4. I honestly don't know what to reply to this, as l-diversity/t-closeness are well specified methods that were designed to overcome the (known) limitations of k-anonymity. Yes, these methods are not completely trivial to use, but if used correctly they can provide good and quantifiable protection. Not using them since they are hard to implement correctly is like saying we shouldn't use cryptographic algorithms like RSA because it's hard to get all the implementation details right.

You are correct in theory, but there are so many conditions in your answer that you have really proven GP's point.

Even if you make sure that information gain about an individual from your dataset is minimal, this could easily change if combined with other data sets, as GP stated.

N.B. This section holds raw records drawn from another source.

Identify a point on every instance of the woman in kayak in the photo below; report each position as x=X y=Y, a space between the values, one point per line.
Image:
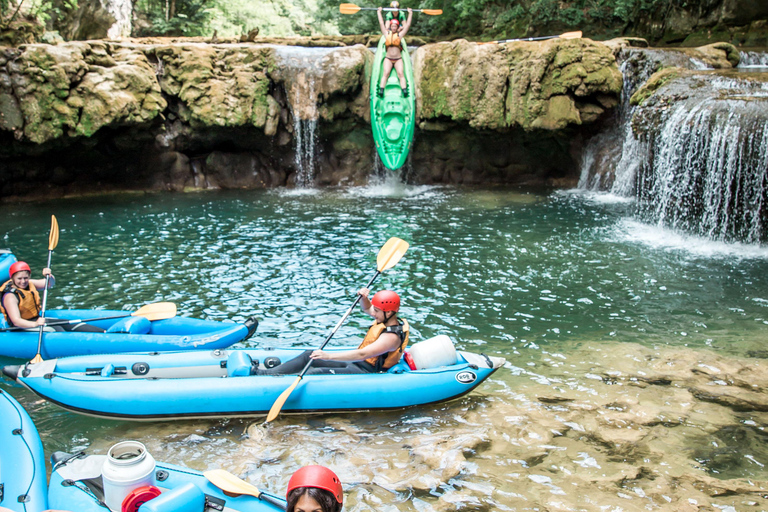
x=20 y=298
x=314 y=489
x=20 y=302
x=380 y=350
x=393 y=33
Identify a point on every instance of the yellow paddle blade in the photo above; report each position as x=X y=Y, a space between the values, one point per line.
x=53 y=238
x=280 y=402
x=231 y=484
x=349 y=8
x=156 y=311
x=391 y=253
x=571 y=35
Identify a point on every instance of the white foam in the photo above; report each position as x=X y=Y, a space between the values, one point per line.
x=596 y=197
x=661 y=238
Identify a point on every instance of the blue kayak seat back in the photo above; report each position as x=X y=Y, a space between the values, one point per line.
x=184 y=498
x=238 y=364
x=400 y=367
x=132 y=325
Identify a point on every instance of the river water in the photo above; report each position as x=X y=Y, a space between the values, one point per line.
x=604 y=322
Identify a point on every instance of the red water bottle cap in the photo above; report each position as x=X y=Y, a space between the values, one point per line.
x=138 y=497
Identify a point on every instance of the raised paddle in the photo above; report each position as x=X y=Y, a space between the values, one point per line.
x=566 y=35
x=156 y=311
x=233 y=485
x=388 y=257
x=53 y=241
x=352 y=9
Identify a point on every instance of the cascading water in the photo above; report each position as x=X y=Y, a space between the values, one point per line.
x=753 y=60
x=705 y=170
x=301 y=71
x=611 y=157
x=694 y=156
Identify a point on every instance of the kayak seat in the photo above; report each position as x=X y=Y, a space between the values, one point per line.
x=239 y=364
x=132 y=325
x=184 y=498
x=108 y=370
x=400 y=367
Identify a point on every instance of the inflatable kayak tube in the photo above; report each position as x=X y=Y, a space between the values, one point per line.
x=78 y=484
x=127 y=334
x=181 y=385
x=22 y=463
x=393 y=116
x=78 y=481
x=6 y=260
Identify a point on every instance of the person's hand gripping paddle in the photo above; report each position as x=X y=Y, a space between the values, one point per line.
x=388 y=257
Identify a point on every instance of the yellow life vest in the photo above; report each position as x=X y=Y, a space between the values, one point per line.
x=392 y=39
x=390 y=359
x=29 y=301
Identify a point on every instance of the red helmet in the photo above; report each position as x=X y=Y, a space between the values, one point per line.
x=19 y=266
x=319 y=477
x=386 y=300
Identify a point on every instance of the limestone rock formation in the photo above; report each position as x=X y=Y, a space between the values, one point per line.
x=174 y=115
x=548 y=85
x=49 y=92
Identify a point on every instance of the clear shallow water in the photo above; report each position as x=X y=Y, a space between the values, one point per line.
x=535 y=278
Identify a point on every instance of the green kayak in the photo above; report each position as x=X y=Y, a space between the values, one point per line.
x=392 y=117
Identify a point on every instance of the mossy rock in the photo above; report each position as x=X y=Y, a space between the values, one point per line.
x=657 y=80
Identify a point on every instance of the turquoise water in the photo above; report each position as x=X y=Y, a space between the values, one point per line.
x=523 y=275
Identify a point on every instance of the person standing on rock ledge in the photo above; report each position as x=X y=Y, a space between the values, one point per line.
x=393 y=31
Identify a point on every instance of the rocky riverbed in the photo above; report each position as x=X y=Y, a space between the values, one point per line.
x=605 y=427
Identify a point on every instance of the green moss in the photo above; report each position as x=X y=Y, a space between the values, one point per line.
x=657 y=80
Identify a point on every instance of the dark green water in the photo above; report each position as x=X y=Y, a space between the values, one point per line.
x=516 y=274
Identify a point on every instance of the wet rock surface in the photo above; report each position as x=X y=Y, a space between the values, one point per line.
x=609 y=426
x=95 y=116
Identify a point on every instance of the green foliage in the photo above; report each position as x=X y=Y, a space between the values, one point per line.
x=189 y=17
x=47 y=10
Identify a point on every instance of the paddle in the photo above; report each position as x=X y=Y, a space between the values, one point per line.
x=566 y=35
x=352 y=9
x=53 y=241
x=388 y=257
x=156 y=311
x=232 y=485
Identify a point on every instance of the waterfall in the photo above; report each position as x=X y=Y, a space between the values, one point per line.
x=751 y=60
x=706 y=166
x=301 y=72
x=610 y=159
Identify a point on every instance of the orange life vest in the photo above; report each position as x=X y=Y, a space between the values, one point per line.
x=392 y=39
x=29 y=301
x=389 y=359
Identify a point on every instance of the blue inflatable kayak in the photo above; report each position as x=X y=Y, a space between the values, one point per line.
x=77 y=482
x=126 y=334
x=22 y=463
x=178 y=385
x=6 y=260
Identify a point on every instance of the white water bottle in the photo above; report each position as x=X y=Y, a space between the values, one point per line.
x=128 y=466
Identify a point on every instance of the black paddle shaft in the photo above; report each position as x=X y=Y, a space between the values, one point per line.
x=349 y=311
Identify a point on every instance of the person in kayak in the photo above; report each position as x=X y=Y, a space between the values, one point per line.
x=314 y=489
x=380 y=350
x=20 y=298
x=20 y=303
x=393 y=32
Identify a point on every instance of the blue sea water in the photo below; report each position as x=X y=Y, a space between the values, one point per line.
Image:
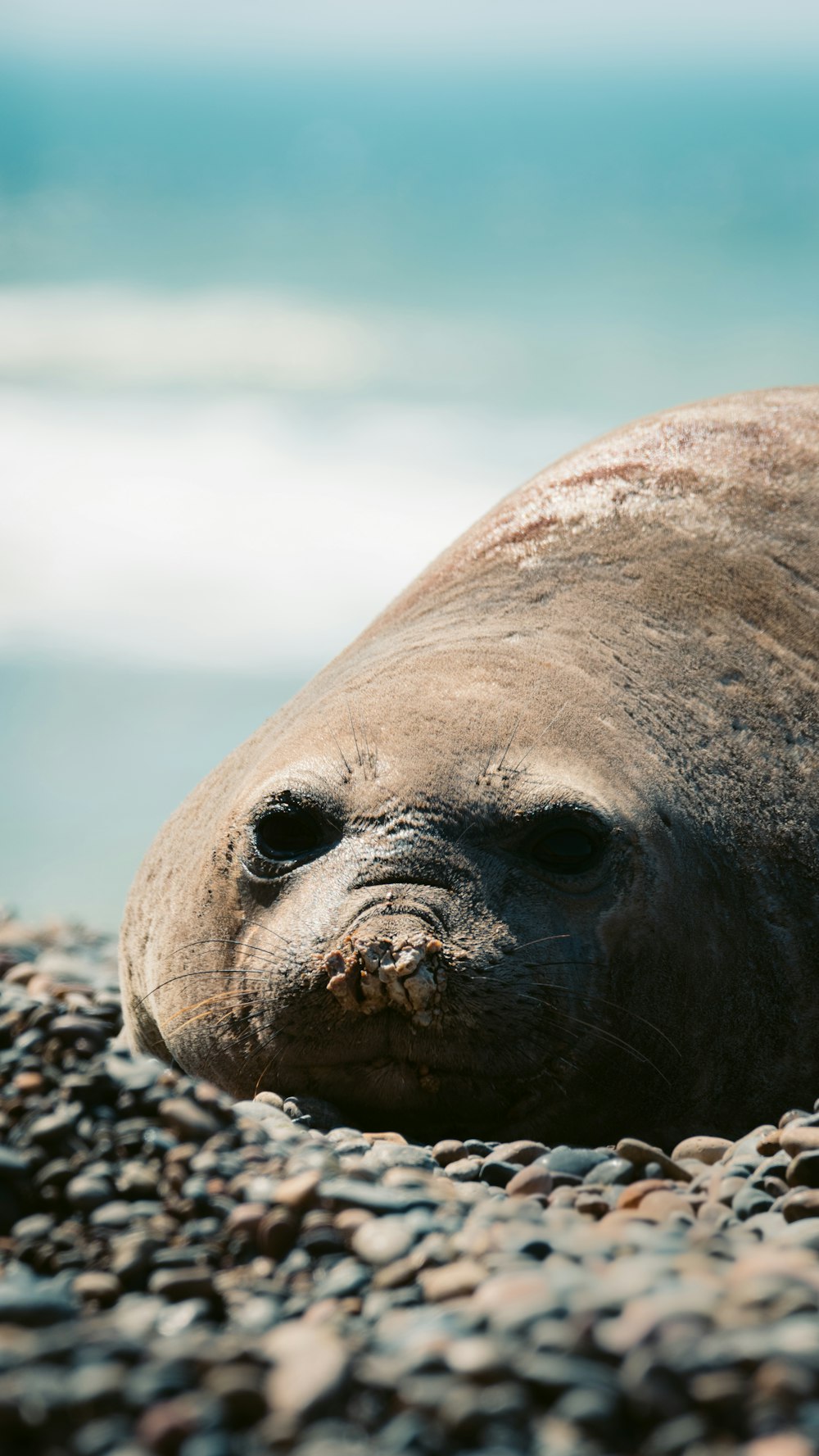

Saying we shouldn't use these techniques because it's hard to implement them correctly is like saying we shouldn't use cryptographic methods like RSA because they are hard to understand. You don't need to roll your own version of RSA to use it, and you don't need to implement your own k-anonymity/l-diversity/t-closeness implementation to anonymize your data (see e.g. [1] for an open-source tool to do this).

[1]: http://arx.deidentifier.org/

Is there any entity in the known universe with both the right incentives and at the same time is not completely incompetent and also are willing to spend enough resources on this - while not making any mistakes?

Anyone claiming to do this needs to be verified, that means that it has to be open. And being open does not by any stretch imply that it has been verified. And I will not do that just to use your product/site.

Bottom line: Just abandon and ignore anyone claiming to anonymize sensitive data.